Rechtslage: Die ungeteilte Erbengemeinschaft als Gesamthandsgemeinschaft

Eine ungeteilte Erbengemeinschaft bezeichnet man auch als Gesamthandsgemeinschaft, die eine Personengruppe bezeichnet, die über keine eigene Rechtspersönlichkeit verfügt. 

Hierbei steht in dieser Personengruppe das gemeinsame Vermögen jedem Gesamthänder als Miterbe in ganzem Umfang zu. 

Allerdings kann auch kein einzelner Gesamthänder als Miterbe über seinen Anteil am Vermögen verfügen. Dabei ist dann allerdings nur in Einheit aller Gesamthänder eine Verfügung über das Vermögen möglich. Dies gilt ebenso in einer ehelichen Gütergemeinschaft, die man auch als Gesamthandsgemeinschaft bezeichnet.
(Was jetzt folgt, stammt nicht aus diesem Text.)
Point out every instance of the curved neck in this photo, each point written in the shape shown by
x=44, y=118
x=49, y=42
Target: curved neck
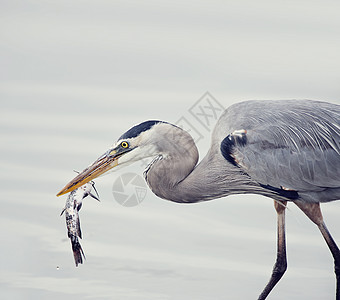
x=177, y=178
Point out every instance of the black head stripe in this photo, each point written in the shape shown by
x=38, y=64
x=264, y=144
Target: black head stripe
x=138, y=129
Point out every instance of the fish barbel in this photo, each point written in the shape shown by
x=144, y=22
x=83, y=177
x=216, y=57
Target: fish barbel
x=72, y=207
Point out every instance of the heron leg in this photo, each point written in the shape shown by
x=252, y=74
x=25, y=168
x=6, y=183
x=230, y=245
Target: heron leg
x=280, y=266
x=313, y=212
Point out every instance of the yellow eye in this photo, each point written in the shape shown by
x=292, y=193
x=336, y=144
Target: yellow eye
x=124, y=144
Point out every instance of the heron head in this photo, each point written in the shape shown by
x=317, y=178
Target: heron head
x=141, y=141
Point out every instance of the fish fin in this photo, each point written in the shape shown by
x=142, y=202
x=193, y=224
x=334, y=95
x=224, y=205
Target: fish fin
x=96, y=193
x=78, y=229
x=78, y=252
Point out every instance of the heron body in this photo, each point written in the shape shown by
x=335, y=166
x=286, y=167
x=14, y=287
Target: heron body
x=286, y=150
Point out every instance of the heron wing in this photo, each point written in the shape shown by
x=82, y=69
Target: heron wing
x=292, y=145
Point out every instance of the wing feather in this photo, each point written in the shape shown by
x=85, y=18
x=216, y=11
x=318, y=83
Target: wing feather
x=290, y=144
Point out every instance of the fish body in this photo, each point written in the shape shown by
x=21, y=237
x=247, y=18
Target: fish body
x=72, y=207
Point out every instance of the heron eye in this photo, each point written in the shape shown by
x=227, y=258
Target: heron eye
x=125, y=144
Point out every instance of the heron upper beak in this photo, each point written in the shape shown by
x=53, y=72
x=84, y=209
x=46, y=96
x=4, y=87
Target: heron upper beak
x=103, y=164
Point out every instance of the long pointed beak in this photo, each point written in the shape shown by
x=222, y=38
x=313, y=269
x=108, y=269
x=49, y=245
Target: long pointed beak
x=104, y=163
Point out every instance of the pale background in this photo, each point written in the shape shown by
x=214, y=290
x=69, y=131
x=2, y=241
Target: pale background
x=76, y=74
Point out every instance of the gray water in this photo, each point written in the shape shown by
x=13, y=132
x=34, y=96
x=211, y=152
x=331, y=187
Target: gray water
x=75, y=76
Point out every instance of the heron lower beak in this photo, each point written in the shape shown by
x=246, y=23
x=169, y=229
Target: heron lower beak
x=103, y=164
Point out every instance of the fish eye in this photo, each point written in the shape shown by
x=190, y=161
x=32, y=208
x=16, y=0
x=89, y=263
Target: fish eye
x=124, y=144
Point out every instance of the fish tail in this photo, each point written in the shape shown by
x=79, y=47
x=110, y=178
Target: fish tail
x=78, y=252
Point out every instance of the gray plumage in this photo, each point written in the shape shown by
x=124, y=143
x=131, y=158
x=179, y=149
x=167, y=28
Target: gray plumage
x=285, y=150
x=290, y=146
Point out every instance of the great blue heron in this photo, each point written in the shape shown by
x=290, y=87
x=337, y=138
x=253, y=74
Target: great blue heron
x=286, y=150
Gründe für eine ungeteilte Erbengemeinschaft

Die Gründe dafür, warum eine Erbengemeinschaft nicht auseinandergesetzt und aufgelöst wird, und dann einfach als ungeteilte Erbengemeinschaft weitergeführt wird, können unterschiedlich sein. Häufige Gründe für die Fortsetzung der Erbengemeinschaft sind jedoch:

  • Schwierige Rechtsumstände, Streitigkeiten in der Erbengemeinschaft oder das Testament verhindern die Auseinandersetzung zumindest für eine gewisse Zeit (z. B. wegen einem Haus).
  • Alle Miterben wünschen keine Auseinandersetzung, weil z. B. ein Vermögensgegenstand aus dem Nachlass, ein Unternehmen oder eine vermietete Immobilie, eine sehr gute Rendite abwirft. Als Erbengemeinschaft ein Haus vermieten kann langfristig durchgeführt werden.
  • Der Erblasser hat eine Auflösung der Erbengemeinschaft für einen bestimmten Zeitraum in einem Testament ausgeschlossen. Hierbei kann er dies für einzelne Nachlassgegenstände (zB. Haus) oder den gesamten Nachlass bis zu 30 Jahren ausschließen in einem Testament gemäß § 2044 BGB.
  • Ein Elternteil ist gestorben ohne eine letztwillige Verfügung (z. B. Testament) zu hinterlassen und die Kinder als Miterben wollen ihre Ansprüche gegenüber dem überlebenden Elternteil nicht geltend machen.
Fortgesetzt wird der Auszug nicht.